5 General linear model analysis
of fMRI data
Analysis phases
Single-subject - first level - fixed effects analysis (FFX)
Group - second-level - random effects analysis (RFX)
This is equivalent to e.g. conducting many trials per subject to measure reaction time, and then compute a subject-specific mean per condition, after which you would perform the actual statistical inference
Multilevel modelling is also possible (for small datasets), but less frequent.
For a general overviewo of basic GLM analysis, see Introduction to fMRI
Before analysis
Pick your analysis space
Decide whether/how/how much to smooth the data
Software
Preprocessing used to be integrated into the software used for the actual analysis. And there are many software for this. On this slide I just put a few of them. Each of them has a slightly different phylosophy behind it, but all of them do roughly the same thing, so at the end it should not matter much which of them you use.

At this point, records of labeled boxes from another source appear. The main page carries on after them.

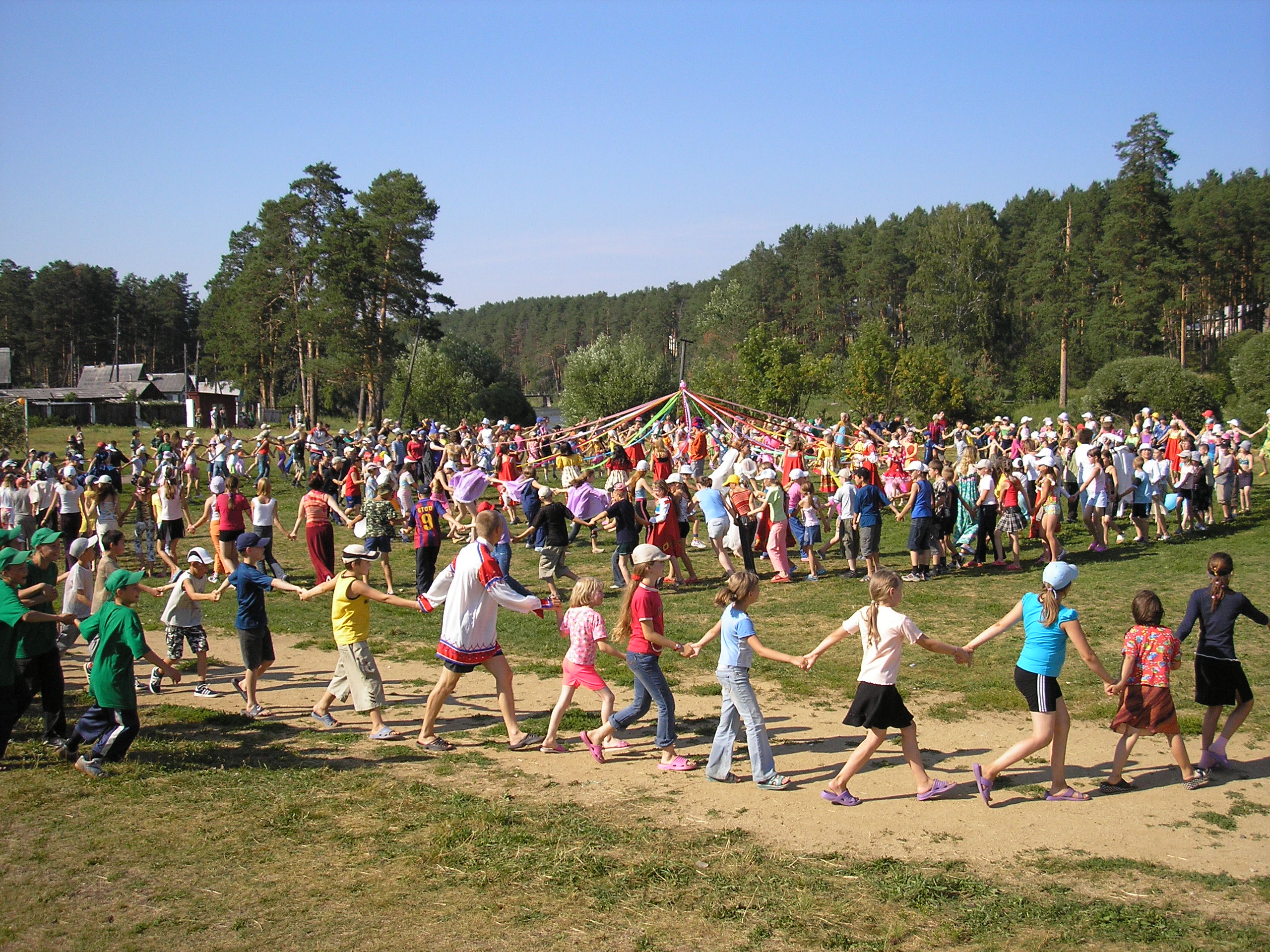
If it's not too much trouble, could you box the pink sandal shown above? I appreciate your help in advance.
[657,754,697,771]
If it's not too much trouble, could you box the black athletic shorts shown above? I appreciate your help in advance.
[1015,665,1063,714]
[1195,655,1252,707]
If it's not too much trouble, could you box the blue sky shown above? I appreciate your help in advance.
[0,0,1270,306]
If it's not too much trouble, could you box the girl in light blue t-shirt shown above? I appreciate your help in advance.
[965,562,1115,806]
[689,573,808,789]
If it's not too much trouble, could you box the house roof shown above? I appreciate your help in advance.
[0,379,163,404]
[76,363,145,392]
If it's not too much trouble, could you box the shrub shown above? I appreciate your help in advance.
[1083,357,1219,421]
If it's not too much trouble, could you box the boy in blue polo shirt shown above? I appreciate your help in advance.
[66,569,181,778]
[218,532,304,717]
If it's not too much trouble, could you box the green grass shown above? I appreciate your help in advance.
[0,705,1268,952]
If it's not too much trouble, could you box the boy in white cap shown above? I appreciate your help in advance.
[57,536,98,655]
[150,546,221,697]
[415,512,556,752]
[300,544,423,740]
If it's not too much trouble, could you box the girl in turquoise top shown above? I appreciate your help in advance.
[965,562,1114,806]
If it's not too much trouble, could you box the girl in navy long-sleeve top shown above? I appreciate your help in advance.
[1176,552,1270,769]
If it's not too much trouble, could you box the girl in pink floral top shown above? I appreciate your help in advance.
[1098,589,1208,793]
[542,575,628,754]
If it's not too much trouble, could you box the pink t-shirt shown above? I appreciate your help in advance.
[842,605,922,684]
[560,605,608,665]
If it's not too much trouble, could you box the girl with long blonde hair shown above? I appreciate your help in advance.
[803,569,970,806]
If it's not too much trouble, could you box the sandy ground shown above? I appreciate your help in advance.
[94,632,1270,879]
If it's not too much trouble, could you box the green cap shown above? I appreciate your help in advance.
[30,526,62,548]
[0,548,30,569]
[105,569,146,595]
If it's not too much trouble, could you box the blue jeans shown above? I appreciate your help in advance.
[494,542,530,595]
[608,651,676,748]
[706,668,776,783]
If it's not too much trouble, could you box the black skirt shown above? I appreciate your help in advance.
[842,680,913,730]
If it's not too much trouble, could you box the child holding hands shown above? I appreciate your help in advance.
[804,567,969,806]
[1098,589,1209,793]
[541,575,629,754]
[689,571,810,789]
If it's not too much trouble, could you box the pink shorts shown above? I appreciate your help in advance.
[560,657,608,692]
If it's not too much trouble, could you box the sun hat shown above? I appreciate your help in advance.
[1040,561,1081,592]
[631,542,671,565]
[0,548,30,569]
[29,526,62,548]
[105,569,146,595]
[234,532,273,552]
[66,536,97,558]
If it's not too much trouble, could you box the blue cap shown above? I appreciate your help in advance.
[1040,562,1081,592]
[234,532,273,552]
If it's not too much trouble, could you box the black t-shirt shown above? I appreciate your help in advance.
[530,503,573,548]
[605,499,639,544]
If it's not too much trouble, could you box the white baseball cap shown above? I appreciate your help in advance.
[631,542,671,565]
[186,546,216,565]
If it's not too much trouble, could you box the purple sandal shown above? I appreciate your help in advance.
[970,764,992,806]
[917,780,956,800]
[821,789,865,806]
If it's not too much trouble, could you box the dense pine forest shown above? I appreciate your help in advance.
[442,116,1270,416]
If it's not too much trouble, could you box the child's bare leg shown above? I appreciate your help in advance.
[983,711,1058,780]
[899,723,935,793]
[826,727,884,793]
[1168,734,1195,780]
[1107,727,1142,783]
[542,684,576,748]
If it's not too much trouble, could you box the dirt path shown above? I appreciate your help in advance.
[112,632,1270,879]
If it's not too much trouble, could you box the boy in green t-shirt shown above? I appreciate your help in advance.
[0,548,73,757]
[66,569,181,777]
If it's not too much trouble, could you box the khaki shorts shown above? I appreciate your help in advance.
[538,546,568,580]
[326,641,383,714]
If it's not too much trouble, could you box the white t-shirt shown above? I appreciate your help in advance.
[842,606,924,684]
[979,472,997,505]
[252,496,278,532]
[62,560,94,621]
[57,486,84,515]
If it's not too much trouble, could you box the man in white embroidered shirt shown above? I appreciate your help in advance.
[415,512,553,752]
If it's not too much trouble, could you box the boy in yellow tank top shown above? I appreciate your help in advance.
[300,546,423,740]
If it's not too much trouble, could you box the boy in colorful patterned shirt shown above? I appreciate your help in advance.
[1098,589,1209,793]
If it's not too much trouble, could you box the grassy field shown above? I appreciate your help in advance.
[0,429,1270,950]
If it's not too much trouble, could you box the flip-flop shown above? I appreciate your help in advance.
[917,780,956,800]
[414,737,454,754]
[821,789,865,806]
[1045,787,1089,803]
[970,764,992,806]
[1098,777,1138,793]
[578,731,605,764]
[758,773,794,789]
[657,754,697,772]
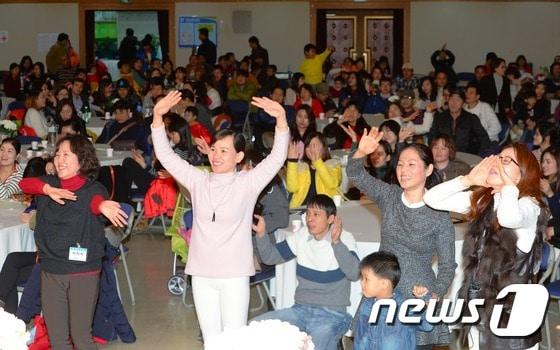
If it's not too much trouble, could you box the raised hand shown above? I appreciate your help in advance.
[43,184,78,205]
[331,215,342,244]
[130,149,147,169]
[253,215,266,237]
[99,201,128,227]
[340,124,358,142]
[153,90,181,127]
[194,137,210,155]
[288,141,299,159]
[412,285,428,298]
[354,128,383,158]
[251,97,288,128]
[399,128,414,142]
[540,179,554,197]
[461,156,497,187]
[426,101,438,112]
[495,156,515,186]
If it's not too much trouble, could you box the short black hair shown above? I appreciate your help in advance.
[198,27,208,36]
[449,88,465,101]
[237,69,249,78]
[55,135,99,180]
[249,35,259,45]
[0,137,21,154]
[22,157,47,178]
[360,250,401,288]
[72,77,86,85]
[180,89,195,102]
[303,44,317,53]
[185,106,198,118]
[212,129,246,153]
[56,33,70,42]
[307,194,336,217]
[465,82,480,95]
[113,99,132,111]
[150,77,165,88]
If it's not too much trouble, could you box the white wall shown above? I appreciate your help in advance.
[410,1,560,73]
[0,3,80,70]
[175,1,310,71]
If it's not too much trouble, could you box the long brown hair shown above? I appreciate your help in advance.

One of the oldest ones are:
SPM – statistical parameteric mapping from UCL. It is a free MATLAB-based toolbox. However, it depends on the MATLAB licence, and has not been updated for a long time. The new update just came out which spans the gab from 2012 to 2025 (Tierney et al. 2025).
AFNI - from NIH
FSL from Oxford – a set of linux tools, also free and independent of MATLAB, which is an advantage, but requires Linux.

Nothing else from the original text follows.